M5S, il profilo del candidato ideale

Candidature aperte a tutti per rinnovare il parco onorevoli a cinque stelle della diciottesima legislatura che s’aprirà con le votazioni di marzo. Iscritti e non iscritti al portale possono chiedere di essere messi in lista, a patto che rispondano alle richieste del nuovo statuto varato dal vertice del partito di Grillo. Partiamo da quello economico: 2.500 euro netti al mese per tutti. Non cambia la soglia di reddito dell’onorevole grillino. Anzi, rischia di abbassarsi perché – si legge chiaro nelle condizioni – “300 euro mensili saranno da devolvere al fondo di sostegno delle iniziative di partito“, tipo la piattaforma Rousseau. Dunque, visto che non è specificato, il reddito mensile potrebbe scendere ulteriormente a 2.200 euro. Troppo pochi per un quaranta-cinquantenne che si candida al Senato. Pochi e insufficienti, s’intende, per uno bravo e competente, che magari vive a Milano o comunque al Nord.

Con questa prima premessa, il candidato ideale dev’essere animato da molto spirito di servizio. Quindi, o è ricco di suo – non sapendo cosa sia la povertà – oppure potrebbe trattarsi di un mezzo fallito che trova nella politica un’occasione di auto-realizzazione. Profilo distante da quello di “Elevato” che deve per forza tenersi Grillo. L’Elevato solitamente pensa e attua. Non è uno yes-men intimorito dal vaneggiare autoritario del leader imposto. Quindi, non proprio un’altra bella premessa (parlo di 40-50enni destinati al Senato). A queste condizioni è più probabile pescare elementi buoni alla Camera, in quanto più giovani (tra i 18 e i 39 anni), senza famiglia, ambiziosi e più disposti a strisciare nella speranza di una futura scalata. Regola dell’età, peraltro, liberamente derogata da Di Maio per deputati a 5 stelle entrati negli “anta” in questo quinquennio, che infatti potranno ri-candidarsi alla Camera (come Alfonso Bonafede e Danilo Toninelli).
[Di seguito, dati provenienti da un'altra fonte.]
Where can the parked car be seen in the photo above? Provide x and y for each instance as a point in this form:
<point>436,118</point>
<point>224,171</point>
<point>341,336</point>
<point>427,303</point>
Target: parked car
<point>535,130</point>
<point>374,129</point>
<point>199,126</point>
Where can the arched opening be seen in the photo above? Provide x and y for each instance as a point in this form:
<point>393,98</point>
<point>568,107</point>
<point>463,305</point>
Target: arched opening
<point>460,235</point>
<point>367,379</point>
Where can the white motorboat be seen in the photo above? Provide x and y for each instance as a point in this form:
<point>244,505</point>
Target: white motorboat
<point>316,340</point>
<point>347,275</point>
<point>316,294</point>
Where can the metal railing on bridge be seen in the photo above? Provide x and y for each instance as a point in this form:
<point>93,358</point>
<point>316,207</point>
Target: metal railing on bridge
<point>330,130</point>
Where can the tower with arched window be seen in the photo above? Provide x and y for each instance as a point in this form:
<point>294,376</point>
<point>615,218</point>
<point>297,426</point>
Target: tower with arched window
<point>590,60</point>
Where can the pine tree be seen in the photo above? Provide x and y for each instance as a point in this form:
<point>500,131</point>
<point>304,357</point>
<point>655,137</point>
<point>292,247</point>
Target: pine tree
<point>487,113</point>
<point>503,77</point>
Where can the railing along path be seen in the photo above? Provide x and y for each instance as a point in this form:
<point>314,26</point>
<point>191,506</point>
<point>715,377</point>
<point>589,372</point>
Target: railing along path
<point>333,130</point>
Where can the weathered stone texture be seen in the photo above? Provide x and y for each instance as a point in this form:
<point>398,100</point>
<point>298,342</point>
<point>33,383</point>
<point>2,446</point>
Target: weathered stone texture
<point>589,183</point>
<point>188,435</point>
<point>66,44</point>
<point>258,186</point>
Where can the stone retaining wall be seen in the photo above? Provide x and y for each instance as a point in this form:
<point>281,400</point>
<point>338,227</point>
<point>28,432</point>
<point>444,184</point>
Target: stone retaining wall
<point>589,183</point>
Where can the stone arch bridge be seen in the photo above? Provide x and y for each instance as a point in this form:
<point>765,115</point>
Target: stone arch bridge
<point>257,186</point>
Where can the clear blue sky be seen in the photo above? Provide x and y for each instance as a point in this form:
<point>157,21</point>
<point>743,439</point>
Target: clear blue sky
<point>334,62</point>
Il candidato ideale a 5 stelle, oltre a guadagnare poco, dovrà fingere di accettare di andare “contro” la Costituzione: in particolare contro l’articolo 67 sull’assenza del vincolo di mandato, che ripara dai rischi di multe e dimissioni i futuri voltagabbana (il caso del senatore Vacciano “costretto” alla cadrega per voto contrario dell’aula non dev’essere bastato agli estensori del nuovo statuto grillino che parlano – appunto – di multe e dimissioni obbligatorie).

Il candidato ideale a 5 stelle dovrà accettare Luigi Di Maio capo politico (e pure tesoriere) benché eravamo rimasti alla sua sola candidatura a premier. Una grana ulterirore per chi ancora crede nella democrazia diretta e nella meritocrazia tra i 5 stelle, riguarda le aspettative per la posizione in lista, e dunque le prospettive di elezione. Trattandosi di un partito di vertice (Grillo e Di Maio), c’è bisogno di un “giglio magico” fatto su misura. Ecco allora che lo zuccherino concesso alla base sul voto delle primarie, darà comunque al vertice la facoltà di manomettere la volontà popolare com’è già successo a Marica Cassimatis. Come? Semplicemente candidando negli uninominali i cosiddetti “fedelissimi”, e un esercito di sconosciuti nel proporzionale (dove i 5 stelle non hanno possibilità di essere eletti) nemmeno con soglie oltre il 35% dei voti. Per fare altri 5 anni di opposizione.

Quindi, pensateci bene prima di spendere la faccia per candidarvi alla parlamentarie. I 5 stelle potrebbero costituire uno specchietto per allodole di dubbia utilità. Auguri.